Pra não me alongar com explicações desnecessárias, respondi apenas, não sem um certo orgulho:
— Mudei.
Fazia um calor dos diabos quando cheguei à nova casa. Eu trazia apenas uma mochila com as minhas poucas roupas, uma vez que, conforme o anúncio, não havia necessidade de mobília. E era mesmo isso: uma casa muito grande, cheia de móveis antigos — e fria, muito fria, o que contrastava com o clima lá fora. Apesar das grandes janelas, que tratei logo de abrir, parecia que o sol hesitava: preferia manter-se ausente e a salvo, longe de tudo, longe de mim. Não dei muita importância àquilo logo de início, admito. Só depois.
A casa era mesmo um museu: a única antiguidade que eu conhecia bem era a minha própria cara no espelho, e ali tudo cheirava a velho, dos quadros aos aparadores, as luminárias e os sofás, um horror de formas e pó com os quais eu não conseguia me identificar de jeito nenhum. Mas havia camas lá em cima, pelo menos, o chuveiro esquentava um pouco e a lareira botava um quase conforto no frio que impedia a todo custo a entrada do sol.
Esse primeiro dia na casa nova passou muito mais rápido do que eu esperava — e acrescento que isso foi bom.

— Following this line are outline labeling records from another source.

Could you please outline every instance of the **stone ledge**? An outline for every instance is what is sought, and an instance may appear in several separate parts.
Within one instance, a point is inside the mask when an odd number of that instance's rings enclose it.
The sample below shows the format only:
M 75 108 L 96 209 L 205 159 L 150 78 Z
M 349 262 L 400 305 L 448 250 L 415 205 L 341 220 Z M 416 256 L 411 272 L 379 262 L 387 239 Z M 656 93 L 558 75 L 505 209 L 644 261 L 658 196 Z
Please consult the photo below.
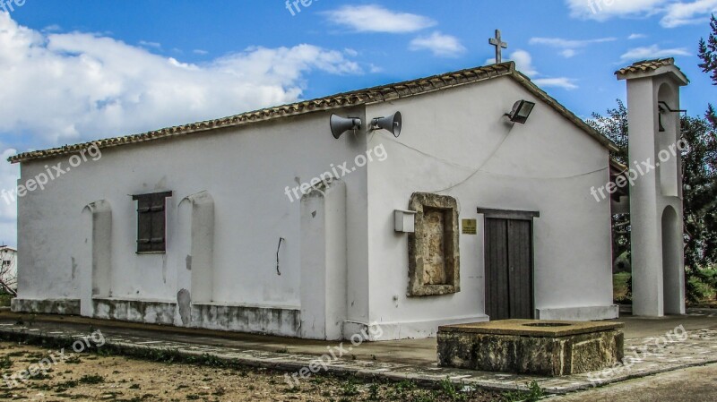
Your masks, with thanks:
M 615 320 L 620 316 L 620 306 L 617 304 L 586 307 L 562 307 L 536 309 L 538 320 L 568 320 L 572 321 L 592 321 Z
M 625 328 L 625 324 L 622 322 L 502 320 L 488 322 L 445 325 L 439 327 L 438 332 L 560 338 L 572 335 L 615 330 L 621 328 Z
M 507 320 L 442 327 L 438 365 L 548 377 L 603 370 L 625 356 L 623 326 Z

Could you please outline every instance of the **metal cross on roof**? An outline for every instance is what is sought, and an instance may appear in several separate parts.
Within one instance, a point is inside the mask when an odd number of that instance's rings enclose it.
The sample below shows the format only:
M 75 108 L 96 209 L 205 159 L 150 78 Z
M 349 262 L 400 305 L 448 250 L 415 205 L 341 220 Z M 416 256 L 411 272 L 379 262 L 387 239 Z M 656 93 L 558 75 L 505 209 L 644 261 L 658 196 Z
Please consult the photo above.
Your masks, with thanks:
M 491 38 L 488 43 L 496 47 L 496 64 L 503 63 L 503 49 L 508 48 L 508 43 L 500 38 L 500 30 L 496 30 L 496 38 Z

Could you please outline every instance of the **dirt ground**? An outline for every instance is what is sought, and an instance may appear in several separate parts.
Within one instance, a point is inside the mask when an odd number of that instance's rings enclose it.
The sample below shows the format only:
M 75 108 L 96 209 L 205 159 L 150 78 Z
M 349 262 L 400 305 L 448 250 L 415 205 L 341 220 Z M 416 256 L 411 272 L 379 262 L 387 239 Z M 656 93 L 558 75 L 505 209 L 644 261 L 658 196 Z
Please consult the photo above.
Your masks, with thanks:
M 298 387 L 285 373 L 252 368 L 212 368 L 146 362 L 0 342 L 0 399 L 38 401 L 501 401 L 487 391 L 461 392 L 448 383 L 425 389 L 414 383 L 366 382 L 350 378 L 315 376 Z M 13 374 L 56 358 L 48 374 L 38 372 L 12 388 Z M 20 376 L 16 376 L 19 379 Z

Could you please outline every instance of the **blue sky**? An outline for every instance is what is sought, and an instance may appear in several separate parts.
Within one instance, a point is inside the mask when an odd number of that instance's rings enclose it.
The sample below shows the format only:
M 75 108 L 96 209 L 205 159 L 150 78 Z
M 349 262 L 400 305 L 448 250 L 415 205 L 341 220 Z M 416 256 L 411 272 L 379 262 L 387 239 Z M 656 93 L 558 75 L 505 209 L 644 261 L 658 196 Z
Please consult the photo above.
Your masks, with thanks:
M 613 73 L 644 58 L 677 58 L 692 80 L 690 115 L 714 100 L 696 49 L 717 0 L 298 5 L 293 15 L 284 0 L 0 5 L 2 156 L 482 65 L 495 29 L 505 57 L 583 117 L 624 98 Z M 17 167 L 6 165 L 7 189 Z M 0 201 L 0 242 L 14 244 L 14 209 Z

Um ligeiro desconforto se instalou em mim, uma espécie de arrependimento, mas já não havia mais nada que eu pudesse fazer: contrato assinado, compromisso firmado. O frio, que apesar dos cobertores congelou a minha bunda durante toda a noite, foi apenas o começo.
— Vai tratar esse resfriado antes que isso vire pneumonia, homem!

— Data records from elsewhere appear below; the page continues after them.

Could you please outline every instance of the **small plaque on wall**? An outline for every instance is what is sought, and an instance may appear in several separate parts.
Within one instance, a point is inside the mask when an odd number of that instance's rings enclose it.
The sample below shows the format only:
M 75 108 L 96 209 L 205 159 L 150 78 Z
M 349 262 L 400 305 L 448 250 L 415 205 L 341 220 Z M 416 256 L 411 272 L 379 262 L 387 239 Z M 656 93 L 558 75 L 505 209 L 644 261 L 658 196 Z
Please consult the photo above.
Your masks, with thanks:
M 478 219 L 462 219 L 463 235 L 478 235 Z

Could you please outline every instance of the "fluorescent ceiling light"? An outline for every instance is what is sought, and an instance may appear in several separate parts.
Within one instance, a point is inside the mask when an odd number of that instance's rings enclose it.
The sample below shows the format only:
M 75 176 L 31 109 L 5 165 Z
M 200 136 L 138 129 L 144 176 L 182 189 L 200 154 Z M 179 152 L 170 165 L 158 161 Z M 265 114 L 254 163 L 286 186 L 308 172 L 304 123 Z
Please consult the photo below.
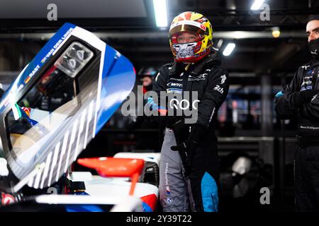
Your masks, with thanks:
M 260 6 L 262 6 L 264 1 L 264 0 L 254 0 L 254 4 L 252 5 L 252 7 L 250 7 L 250 9 L 251 10 L 259 9 Z
M 167 8 L 166 0 L 153 0 L 156 25 L 160 28 L 167 27 Z
M 225 56 L 230 55 L 235 46 L 235 43 L 228 43 L 225 48 L 224 52 L 223 52 L 223 55 Z

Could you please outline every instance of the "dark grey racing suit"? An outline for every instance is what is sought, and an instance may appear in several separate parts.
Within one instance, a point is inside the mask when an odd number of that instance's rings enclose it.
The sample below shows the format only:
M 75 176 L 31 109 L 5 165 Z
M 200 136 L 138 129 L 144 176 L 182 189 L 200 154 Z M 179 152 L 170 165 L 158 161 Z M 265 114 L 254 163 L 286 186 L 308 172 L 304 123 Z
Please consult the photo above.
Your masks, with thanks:
M 218 108 L 228 92 L 228 74 L 220 66 L 220 59 L 213 55 L 190 65 L 187 69 L 185 66 L 181 63 L 163 66 L 155 78 L 153 90 L 158 93 L 198 92 L 196 124 L 206 130 L 201 134 L 191 170 L 186 174 L 180 153 L 171 150 L 177 144 L 176 136 L 181 141 L 186 137 L 166 129 L 160 167 L 160 202 L 164 211 L 217 211 L 219 160 L 215 124 Z M 162 119 L 165 121 L 165 118 Z M 187 128 L 184 132 L 188 132 Z

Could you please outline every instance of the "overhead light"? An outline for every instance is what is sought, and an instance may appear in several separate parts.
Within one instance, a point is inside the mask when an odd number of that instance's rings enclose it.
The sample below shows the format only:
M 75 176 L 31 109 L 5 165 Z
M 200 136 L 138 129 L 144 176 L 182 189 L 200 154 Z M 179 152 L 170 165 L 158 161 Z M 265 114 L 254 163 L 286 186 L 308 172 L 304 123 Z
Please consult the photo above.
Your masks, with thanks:
M 280 36 L 280 29 L 279 27 L 274 27 L 272 28 L 272 37 L 277 38 Z
M 166 0 L 153 0 L 156 25 L 159 28 L 167 27 L 167 8 Z
M 234 50 L 235 47 L 236 45 L 235 43 L 228 43 L 228 44 L 225 48 L 224 51 L 223 52 L 223 55 L 228 56 L 231 54 L 233 50 Z
M 264 0 L 254 0 L 254 4 L 252 5 L 252 7 L 250 7 L 250 9 L 251 10 L 259 9 L 260 6 L 262 6 L 264 1 Z

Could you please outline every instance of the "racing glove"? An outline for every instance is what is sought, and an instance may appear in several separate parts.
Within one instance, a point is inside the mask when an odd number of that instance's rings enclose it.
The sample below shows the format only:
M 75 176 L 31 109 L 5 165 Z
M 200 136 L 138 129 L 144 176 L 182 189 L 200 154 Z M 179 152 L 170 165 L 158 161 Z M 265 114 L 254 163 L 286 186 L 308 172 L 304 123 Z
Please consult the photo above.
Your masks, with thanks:
M 172 150 L 178 150 L 185 153 L 186 155 L 186 172 L 190 172 L 191 168 L 191 162 L 196 149 L 198 145 L 201 137 L 205 134 L 206 128 L 199 124 L 196 124 L 191 126 L 189 137 L 184 142 L 177 144 L 176 146 L 172 146 Z
M 306 90 L 303 91 L 296 91 L 293 93 L 293 100 L 297 108 L 301 107 L 303 104 L 310 102 L 313 96 L 319 93 L 318 90 Z

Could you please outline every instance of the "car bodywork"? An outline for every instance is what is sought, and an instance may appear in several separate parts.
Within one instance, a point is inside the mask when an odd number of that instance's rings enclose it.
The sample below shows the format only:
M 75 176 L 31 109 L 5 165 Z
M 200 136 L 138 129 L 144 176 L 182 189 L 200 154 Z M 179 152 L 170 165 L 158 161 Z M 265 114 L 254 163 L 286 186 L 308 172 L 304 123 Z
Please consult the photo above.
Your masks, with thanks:
M 93 33 L 65 24 L 1 100 L 0 157 L 6 162 L 1 162 L 0 190 L 16 194 L 26 185 L 42 189 L 57 182 L 129 95 L 135 81 L 128 59 Z M 158 190 L 154 193 L 157 196 Z M 78 200 L 92 204 L 102 195 Z M 119 201 L 128 194 L 120 195 Z M 60 196 L 54 196 L 26 201 L 62 204 Z M 64 196 L 68 204 L 76 202 Z M 130 196 L 132 206 L 140 204 Z M 103 199 L 108 204 L 113 200 L 107 196 Z

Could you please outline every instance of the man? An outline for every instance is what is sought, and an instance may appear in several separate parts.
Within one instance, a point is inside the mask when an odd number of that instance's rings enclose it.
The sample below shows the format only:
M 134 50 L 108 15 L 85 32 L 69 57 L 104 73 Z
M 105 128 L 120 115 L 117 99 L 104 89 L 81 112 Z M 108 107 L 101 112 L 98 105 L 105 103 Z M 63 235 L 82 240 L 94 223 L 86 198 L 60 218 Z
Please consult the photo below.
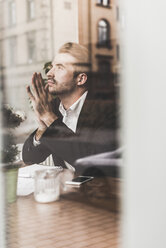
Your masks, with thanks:
M 26 164 L 41 163 L 52 154 L 55 165 L 69 167 L 78 158 L 113 148 L 109 111 L 88 100 L 89 66 L 87 49 L 66 43 L 52 62 L 46 86 L 41 74 L 34 73 L 27 92 L 39 126 L 25 141 Z

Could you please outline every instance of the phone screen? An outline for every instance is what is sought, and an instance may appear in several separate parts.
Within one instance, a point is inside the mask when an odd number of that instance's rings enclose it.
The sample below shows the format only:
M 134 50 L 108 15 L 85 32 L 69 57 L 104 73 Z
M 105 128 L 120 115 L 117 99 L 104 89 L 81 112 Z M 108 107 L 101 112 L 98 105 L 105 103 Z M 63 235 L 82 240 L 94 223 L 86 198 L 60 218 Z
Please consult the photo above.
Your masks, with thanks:
M 80 177 L 76 177 L 72 180 L 72 182 L 79 182 L 79 183 L 82 183 L 86 180 L 89 180 L 91 179 L 91 177 L 86 177 L 86 176 L 80 176 Z
M 93 177 L 90 177 L 90 176 L 79 176 L 79 177 L 74 178 L 72 181 L 66 181 L 65 183 L 69 184 L 69 185 L 79 186 L 82 183 L 88 182 L 92 179 L 93 179 Z

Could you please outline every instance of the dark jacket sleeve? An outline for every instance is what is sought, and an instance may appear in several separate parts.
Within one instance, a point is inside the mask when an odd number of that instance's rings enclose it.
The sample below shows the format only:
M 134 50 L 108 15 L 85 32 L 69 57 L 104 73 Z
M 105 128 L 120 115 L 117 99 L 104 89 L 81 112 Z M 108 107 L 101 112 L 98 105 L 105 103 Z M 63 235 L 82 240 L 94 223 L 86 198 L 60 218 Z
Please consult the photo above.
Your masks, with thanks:
M 22 158 L 25 164 L 41 163 L 50 155 L 49 149 L 42 143 L 38 146 L 33 145 L 35 133 L 36 131 L 27 138 L 23 146 Z

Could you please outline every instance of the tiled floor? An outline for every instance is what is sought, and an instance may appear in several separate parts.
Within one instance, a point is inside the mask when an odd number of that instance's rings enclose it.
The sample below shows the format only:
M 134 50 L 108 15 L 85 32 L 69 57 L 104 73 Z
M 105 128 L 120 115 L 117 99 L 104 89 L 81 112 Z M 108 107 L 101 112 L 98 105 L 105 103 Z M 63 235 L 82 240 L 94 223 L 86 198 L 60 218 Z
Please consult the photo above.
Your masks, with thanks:
M 8 206 L 8 248 L 118 248 L 119 214 L 60 199 L 18 197 Z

A minha colega de repartição soltou essa depois do meu milésimo espirro.
— O que é que você fez na sua folga? Se trancou no freezer?
Era quase isso, mas eu não tava com vontade de explicar. A sensação de ter comprado gato por lebre se alastrava por todo o meu corpo — e eu tremia, febril, os calafrios subindo e descendo pelos degraus das costelas. Mesmo assim, me mantive firme até o final do expediente, quando o chefe do setor, preocupado, se dirigiu a mim:
— Toma um conhaque com limão e manda quatro aspirinas pra dentro. Amanhã de manhã quero você aqui.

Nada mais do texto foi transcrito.